Le Quotidien Jurassien
- Type: Daily newspaper
- Publisher: Editions D+P SA
- Founded: 1993
- Language: French
- Headquarters: Delémont, Jura canton
- Country: Switzerland
- ISSN: 1423-1778
- OCLC number: 715213483
- Website: www.lqj.ch

= Le Quotidien Jurassien =

French newspaper in Switzerland

Le Quotidien Jurassien (/fr/) is a Swiss French language regional daily newspaper published in Delémont, in the Canton of Jura, Switzerland. It is the main newspaper of the Canton of Jura and the neighboring Bernese Jura.

==History and profile==
Le Quotidien Jurassien was founded in 1993 following the merger of the newspapers Le Pays and Le Démocrate. Those papers had been politically opposed rivals for a long period, with Le Démocrate being left wing radical and Le Pays being conservative and religious. The paper is based in Delémont and published by Editions D+P SA. As of 2012 the paper was described as a leftist publication.
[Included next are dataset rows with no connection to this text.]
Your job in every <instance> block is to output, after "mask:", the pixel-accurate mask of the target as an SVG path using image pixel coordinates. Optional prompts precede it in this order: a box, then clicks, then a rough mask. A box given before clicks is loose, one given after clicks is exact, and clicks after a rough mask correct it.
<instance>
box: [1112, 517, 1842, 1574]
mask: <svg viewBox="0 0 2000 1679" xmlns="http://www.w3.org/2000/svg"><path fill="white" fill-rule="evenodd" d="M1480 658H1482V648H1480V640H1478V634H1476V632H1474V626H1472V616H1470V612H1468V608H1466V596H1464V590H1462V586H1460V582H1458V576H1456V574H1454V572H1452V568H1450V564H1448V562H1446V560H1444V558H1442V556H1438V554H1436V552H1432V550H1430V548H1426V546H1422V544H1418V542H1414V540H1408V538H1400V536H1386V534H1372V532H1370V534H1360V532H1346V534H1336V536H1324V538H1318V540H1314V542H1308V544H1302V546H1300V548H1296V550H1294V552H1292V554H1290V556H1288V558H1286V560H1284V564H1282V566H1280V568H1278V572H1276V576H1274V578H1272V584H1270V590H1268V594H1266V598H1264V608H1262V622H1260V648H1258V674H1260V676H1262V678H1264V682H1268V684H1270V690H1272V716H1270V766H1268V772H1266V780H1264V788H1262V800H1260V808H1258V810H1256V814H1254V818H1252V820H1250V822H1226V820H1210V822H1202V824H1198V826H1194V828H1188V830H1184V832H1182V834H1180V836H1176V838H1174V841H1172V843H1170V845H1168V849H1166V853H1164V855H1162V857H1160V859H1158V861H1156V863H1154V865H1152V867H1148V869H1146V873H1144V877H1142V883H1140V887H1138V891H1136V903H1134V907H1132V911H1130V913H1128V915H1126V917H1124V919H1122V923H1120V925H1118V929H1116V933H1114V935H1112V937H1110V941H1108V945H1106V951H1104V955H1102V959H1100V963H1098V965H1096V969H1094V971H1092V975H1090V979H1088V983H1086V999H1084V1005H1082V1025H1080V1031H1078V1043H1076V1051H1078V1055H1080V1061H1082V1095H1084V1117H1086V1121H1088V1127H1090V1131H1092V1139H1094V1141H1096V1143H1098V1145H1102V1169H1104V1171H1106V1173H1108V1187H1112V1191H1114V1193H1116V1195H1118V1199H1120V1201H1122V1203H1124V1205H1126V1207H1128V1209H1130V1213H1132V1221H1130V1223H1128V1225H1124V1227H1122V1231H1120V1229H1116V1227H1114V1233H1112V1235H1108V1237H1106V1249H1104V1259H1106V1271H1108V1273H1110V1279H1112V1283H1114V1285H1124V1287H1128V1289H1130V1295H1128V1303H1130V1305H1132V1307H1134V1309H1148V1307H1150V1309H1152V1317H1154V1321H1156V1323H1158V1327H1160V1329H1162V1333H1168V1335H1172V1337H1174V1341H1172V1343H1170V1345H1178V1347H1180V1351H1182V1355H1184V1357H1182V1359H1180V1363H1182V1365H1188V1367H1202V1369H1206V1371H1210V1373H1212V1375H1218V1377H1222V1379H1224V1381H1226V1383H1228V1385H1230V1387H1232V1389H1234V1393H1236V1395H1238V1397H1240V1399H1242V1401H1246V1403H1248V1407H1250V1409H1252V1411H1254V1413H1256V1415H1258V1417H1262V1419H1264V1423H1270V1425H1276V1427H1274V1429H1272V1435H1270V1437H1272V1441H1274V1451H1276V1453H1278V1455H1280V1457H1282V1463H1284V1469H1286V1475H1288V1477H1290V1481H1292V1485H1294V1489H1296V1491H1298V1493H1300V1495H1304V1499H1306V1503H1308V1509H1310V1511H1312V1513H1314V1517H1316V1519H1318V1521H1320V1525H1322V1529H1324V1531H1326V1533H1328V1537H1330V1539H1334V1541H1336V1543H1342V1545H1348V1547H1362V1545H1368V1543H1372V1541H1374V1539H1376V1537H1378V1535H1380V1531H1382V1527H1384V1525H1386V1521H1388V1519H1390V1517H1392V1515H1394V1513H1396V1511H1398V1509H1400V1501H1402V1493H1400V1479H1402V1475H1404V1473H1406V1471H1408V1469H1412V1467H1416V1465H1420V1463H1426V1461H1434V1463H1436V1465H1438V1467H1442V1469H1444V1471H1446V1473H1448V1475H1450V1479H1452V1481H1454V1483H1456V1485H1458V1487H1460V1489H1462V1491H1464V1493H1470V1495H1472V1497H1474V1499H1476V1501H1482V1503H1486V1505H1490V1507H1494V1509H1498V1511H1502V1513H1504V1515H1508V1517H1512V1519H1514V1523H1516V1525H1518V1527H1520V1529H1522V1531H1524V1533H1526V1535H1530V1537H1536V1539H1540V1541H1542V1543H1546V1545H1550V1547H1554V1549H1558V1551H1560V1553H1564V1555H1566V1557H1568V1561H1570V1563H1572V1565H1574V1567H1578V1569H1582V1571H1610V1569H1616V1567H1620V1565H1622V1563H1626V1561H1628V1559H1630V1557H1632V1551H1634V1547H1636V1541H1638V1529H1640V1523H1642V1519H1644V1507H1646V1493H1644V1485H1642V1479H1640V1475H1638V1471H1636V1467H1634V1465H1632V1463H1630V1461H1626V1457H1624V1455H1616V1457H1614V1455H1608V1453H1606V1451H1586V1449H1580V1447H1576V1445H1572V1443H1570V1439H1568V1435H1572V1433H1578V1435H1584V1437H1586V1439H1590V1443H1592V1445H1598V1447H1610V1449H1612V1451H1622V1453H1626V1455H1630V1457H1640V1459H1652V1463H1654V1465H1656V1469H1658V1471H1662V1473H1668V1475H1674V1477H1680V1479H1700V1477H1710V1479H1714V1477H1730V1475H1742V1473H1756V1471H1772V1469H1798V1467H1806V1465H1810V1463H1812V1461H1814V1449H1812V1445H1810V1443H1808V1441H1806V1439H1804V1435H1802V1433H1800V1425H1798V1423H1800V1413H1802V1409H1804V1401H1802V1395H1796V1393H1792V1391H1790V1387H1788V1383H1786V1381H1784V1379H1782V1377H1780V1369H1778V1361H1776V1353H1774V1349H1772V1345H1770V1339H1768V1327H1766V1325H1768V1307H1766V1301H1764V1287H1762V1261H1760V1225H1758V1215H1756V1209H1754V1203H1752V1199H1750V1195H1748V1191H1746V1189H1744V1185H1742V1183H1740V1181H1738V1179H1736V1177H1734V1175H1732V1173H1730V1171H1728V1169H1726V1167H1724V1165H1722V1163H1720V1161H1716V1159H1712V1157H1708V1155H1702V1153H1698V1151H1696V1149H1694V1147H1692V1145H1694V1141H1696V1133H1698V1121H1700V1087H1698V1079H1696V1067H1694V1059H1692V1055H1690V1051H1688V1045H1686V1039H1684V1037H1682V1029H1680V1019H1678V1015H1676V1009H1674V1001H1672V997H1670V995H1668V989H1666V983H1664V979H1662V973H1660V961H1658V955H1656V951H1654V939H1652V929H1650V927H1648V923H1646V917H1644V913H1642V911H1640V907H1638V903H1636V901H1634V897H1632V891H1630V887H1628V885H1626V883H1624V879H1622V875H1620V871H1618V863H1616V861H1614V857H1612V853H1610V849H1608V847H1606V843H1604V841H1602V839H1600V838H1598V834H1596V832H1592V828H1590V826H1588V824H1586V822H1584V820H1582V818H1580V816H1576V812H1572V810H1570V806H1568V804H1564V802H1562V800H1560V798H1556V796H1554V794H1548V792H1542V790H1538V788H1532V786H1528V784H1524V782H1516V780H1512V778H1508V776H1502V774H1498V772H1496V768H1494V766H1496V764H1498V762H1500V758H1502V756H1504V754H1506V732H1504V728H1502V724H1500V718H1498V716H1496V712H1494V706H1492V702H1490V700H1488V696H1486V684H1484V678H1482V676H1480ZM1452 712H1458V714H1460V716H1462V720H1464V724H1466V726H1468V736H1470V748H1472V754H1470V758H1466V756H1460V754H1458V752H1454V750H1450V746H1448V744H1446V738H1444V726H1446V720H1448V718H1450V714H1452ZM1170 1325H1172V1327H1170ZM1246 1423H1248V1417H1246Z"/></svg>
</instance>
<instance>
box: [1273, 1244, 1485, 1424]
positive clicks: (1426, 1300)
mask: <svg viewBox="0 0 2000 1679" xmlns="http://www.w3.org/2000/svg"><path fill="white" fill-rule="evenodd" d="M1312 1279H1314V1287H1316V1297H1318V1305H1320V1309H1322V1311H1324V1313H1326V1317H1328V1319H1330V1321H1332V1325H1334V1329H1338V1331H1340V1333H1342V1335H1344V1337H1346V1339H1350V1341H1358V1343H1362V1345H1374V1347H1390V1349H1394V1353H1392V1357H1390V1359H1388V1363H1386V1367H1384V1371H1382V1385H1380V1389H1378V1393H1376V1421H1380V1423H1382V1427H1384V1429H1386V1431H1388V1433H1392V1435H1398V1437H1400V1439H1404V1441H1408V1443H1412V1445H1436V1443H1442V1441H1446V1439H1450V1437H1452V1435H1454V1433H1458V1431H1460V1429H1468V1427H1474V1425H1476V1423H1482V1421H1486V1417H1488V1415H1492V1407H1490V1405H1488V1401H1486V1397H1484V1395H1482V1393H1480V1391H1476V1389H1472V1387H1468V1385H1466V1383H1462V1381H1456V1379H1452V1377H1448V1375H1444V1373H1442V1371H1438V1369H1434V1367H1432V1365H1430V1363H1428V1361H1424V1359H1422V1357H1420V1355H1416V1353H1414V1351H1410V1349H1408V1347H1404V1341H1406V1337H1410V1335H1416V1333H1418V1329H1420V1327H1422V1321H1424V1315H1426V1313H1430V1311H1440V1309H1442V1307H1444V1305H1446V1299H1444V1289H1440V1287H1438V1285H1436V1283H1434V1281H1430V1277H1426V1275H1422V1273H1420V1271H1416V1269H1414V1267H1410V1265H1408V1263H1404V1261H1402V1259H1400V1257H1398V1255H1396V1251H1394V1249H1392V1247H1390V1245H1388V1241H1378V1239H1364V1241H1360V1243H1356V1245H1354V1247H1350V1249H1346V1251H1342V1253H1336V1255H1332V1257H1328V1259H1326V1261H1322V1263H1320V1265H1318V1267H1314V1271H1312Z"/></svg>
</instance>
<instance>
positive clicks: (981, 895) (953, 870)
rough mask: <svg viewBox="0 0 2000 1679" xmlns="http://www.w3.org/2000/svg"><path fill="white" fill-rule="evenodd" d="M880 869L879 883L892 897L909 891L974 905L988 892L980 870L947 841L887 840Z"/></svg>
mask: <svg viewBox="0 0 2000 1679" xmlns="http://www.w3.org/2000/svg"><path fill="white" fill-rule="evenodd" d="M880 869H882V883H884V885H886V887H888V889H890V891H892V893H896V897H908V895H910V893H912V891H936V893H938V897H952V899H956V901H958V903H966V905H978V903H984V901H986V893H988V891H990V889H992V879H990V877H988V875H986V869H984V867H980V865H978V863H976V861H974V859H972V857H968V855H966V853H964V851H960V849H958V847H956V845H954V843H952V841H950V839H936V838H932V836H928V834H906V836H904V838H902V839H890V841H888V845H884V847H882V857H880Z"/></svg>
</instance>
It is the main newspaper of the Canton of Jura and the neighboring Bernese Jura. In 1997 Le Quotidien Jurassien had a circulation of 24,821 copies. In the first half of 2008 the paper had a readership of 48,000 and it was 44,000 in the second half. In 2009 it had a circulation of about 22,000 copies. As of 2010 it employed about 100 people including those at the printing company.